Thu Sep 12 02:56:32 PDT 2013

On Wed, Sep 11, 2013 at 7:21 PM, Ian Hickson <ian at hixie.ch> wrote:
> Surely the consistency of the API matching the input is more important
> than the consistency of the API _not_ matching the input...

The input will be mangled anyway. E.g. domain label separators are
normalized to ".". And all kinds of other parts of the URL undergo
normalization.

>> It means the entire URL is effectively a byte sequence.
>
> I don't know what you mean here.

No code point is higher than 7F. And given the way HTTP operates on
URLs, and we extract data from data URLs, making it a byte sequence
might not be a such a bad idea...

>> And it's very clear what the DNS lookup will be.
>
> Why do you think people care more about that than about the URL matching
> what they wrote in the markup?

It won't match that anyway.

>> And given that they keep insisting on changing what certain code points
>> map to over in IETF-land (with limited support from browser vendors :/),
>> it seems safer too.
>
> I don't understand what is safer. Surely if the punycoding step keeps
> changing, it's less safe, since it'll mean that the results will change
> without the author expecting it. If we don't punycode in the API, then the
> result will be the same regardless of the punycode step.

It depends on what you do with the result I suppose.

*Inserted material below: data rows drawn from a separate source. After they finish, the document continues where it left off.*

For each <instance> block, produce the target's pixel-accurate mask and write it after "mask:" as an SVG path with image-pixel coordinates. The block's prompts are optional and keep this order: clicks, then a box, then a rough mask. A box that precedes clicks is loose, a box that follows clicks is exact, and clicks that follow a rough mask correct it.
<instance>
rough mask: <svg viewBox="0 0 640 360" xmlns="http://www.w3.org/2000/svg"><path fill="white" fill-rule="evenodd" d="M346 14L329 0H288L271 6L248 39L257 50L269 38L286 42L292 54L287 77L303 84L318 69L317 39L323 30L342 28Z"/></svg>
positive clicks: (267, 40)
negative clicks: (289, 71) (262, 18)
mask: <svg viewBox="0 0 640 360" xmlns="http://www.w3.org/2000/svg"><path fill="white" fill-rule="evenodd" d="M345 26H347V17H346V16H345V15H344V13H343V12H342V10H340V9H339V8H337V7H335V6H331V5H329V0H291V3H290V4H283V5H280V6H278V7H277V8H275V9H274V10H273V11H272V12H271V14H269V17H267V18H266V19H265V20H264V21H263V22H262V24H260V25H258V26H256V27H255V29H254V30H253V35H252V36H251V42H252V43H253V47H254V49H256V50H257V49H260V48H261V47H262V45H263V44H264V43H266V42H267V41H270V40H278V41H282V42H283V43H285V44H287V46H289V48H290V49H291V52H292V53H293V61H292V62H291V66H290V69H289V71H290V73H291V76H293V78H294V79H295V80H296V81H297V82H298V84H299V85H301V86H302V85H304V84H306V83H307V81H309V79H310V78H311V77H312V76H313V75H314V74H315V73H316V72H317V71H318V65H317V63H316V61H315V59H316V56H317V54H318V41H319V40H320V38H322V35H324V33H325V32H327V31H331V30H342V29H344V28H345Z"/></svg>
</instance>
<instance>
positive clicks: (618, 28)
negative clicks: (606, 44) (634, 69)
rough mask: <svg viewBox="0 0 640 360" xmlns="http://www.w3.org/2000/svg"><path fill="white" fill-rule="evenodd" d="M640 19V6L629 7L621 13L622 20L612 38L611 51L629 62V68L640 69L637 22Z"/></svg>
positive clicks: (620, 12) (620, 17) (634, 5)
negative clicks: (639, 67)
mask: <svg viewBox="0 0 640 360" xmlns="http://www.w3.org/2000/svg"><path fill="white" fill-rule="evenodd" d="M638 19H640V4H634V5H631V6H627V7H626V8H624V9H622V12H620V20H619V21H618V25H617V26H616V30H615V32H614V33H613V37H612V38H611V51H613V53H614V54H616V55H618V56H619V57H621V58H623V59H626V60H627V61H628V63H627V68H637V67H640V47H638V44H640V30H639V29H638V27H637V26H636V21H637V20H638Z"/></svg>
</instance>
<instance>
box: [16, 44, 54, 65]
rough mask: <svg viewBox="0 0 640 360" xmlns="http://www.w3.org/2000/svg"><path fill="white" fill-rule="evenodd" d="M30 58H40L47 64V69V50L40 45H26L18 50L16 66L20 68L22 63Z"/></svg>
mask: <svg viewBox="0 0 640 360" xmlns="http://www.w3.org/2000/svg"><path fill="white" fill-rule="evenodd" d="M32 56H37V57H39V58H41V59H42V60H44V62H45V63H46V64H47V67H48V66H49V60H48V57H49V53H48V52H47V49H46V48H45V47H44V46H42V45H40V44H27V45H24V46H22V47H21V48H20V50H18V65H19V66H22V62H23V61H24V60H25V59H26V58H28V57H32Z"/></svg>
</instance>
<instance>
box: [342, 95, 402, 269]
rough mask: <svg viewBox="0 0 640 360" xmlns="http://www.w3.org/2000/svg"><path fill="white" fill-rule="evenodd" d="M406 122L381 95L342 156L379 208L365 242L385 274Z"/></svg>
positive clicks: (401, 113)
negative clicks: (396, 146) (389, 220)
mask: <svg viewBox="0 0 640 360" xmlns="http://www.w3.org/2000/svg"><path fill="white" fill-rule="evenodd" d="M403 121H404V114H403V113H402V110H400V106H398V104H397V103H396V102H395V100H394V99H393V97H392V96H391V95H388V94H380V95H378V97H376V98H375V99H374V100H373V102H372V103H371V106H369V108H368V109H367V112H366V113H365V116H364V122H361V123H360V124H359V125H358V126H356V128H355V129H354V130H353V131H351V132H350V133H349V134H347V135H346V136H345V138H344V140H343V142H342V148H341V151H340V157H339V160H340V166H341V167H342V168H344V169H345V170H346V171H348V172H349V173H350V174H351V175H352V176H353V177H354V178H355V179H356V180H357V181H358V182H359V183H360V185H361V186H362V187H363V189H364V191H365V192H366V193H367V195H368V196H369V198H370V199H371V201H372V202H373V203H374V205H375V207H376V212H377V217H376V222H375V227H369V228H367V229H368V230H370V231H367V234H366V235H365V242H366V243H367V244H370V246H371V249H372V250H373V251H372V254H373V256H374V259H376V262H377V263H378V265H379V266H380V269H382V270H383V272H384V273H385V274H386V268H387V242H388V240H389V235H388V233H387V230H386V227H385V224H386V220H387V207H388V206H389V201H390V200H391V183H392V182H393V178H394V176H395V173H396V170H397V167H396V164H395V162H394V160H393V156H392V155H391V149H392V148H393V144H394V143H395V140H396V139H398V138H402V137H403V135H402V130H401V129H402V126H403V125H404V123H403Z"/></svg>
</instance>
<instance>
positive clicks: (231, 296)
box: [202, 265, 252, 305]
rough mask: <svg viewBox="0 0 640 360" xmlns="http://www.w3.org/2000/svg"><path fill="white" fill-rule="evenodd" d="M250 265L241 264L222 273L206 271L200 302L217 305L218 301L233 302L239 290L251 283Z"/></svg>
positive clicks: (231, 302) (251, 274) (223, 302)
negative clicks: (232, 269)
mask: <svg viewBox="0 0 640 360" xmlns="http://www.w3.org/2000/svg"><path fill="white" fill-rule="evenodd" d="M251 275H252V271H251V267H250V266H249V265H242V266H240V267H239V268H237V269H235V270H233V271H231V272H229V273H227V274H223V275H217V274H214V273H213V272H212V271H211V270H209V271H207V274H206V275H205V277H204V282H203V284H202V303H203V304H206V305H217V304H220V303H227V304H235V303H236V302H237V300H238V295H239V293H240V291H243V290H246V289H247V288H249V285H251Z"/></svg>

https://groups.google.com/a/chromium.org/forum/?fromgroups=#!topic/blink-dev/fBsVRcEOTWM
seems relevant.

http://url.spec.whatwg.org/ defines ASCII at the moment. The other
reason that is I just remembered is because ToASCII can fail and at
that point we want to return failure for the URL. I suppose we could
run ToASCII and then ToUnicode...

-- 
http://annevankesteren.nl/